I have used the following code to generate boxplots of the mean for my variable Pun with error bars of the standard error of the mean. However, I did not treat subjects as a random effect (each subject had three trials).

I understand how to fit the random effects model thanks to How to fit a random effects model with Subject as random in R? but I am not sure how I can account for that when I plot it. MS is a factor with 2 levels, Harm is a factor with 4 levels.

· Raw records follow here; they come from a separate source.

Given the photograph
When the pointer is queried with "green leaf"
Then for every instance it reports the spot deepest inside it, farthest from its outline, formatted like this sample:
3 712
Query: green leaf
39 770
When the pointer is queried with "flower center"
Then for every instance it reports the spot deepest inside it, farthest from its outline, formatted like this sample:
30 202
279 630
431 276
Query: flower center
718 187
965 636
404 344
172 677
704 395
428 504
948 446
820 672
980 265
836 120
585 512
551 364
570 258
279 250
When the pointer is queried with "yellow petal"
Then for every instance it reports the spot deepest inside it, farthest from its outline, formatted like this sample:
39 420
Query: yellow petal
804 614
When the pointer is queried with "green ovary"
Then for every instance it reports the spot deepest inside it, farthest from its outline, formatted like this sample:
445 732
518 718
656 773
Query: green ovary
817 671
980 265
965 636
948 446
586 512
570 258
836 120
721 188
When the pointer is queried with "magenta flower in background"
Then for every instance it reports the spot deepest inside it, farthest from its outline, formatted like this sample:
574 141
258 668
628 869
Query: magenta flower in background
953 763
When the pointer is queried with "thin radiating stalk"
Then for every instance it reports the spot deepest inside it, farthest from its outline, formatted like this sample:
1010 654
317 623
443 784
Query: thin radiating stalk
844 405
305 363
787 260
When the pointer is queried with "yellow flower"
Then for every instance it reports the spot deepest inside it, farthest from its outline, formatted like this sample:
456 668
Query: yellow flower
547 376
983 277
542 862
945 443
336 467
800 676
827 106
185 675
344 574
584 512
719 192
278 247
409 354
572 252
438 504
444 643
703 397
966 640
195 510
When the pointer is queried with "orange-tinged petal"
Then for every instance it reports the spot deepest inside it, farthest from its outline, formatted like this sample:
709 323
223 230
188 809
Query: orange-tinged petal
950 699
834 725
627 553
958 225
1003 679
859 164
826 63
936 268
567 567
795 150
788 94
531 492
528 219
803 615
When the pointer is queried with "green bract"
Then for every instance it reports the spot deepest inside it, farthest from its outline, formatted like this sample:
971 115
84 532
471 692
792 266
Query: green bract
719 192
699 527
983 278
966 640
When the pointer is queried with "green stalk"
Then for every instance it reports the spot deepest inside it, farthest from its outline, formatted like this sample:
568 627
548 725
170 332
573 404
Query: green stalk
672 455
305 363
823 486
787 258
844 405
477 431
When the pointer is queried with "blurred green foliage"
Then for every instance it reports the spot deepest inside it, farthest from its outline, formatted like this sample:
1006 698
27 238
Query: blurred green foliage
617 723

cdataPun <- ddply(Emotions1, c("MS.f","Harm.f"), summarise,
                  N=length(Pun),
                  mean=mean(Pun),
                  sd=sd(Pun),
                  se=sd/sqrt(N))

ggplot(cdataPun, aes(x=Harm.f, y=mean, fill=MS.f)) +
  geom_bar(position=position_dodge(), stat="identity", colour="black", size=.3) +
  geom_errorbar(aes(ymin=mean-se, ymax=mean+se), width=.2,
                position=position_dodge(.9))+
  xlab("Harm Level") +
  ylab("Punishment Rating") +
  scale_fill_hue(name="Mental State",
                 breaks=c("Blameless","Purposeful"),
                 labels=c("Blameless","Purposeful")) +
  ggtitle("Punishment Ratings by Harm and Mental State") +
  scale_y_discrete(breaks=0:10*1) +
  theme_bw()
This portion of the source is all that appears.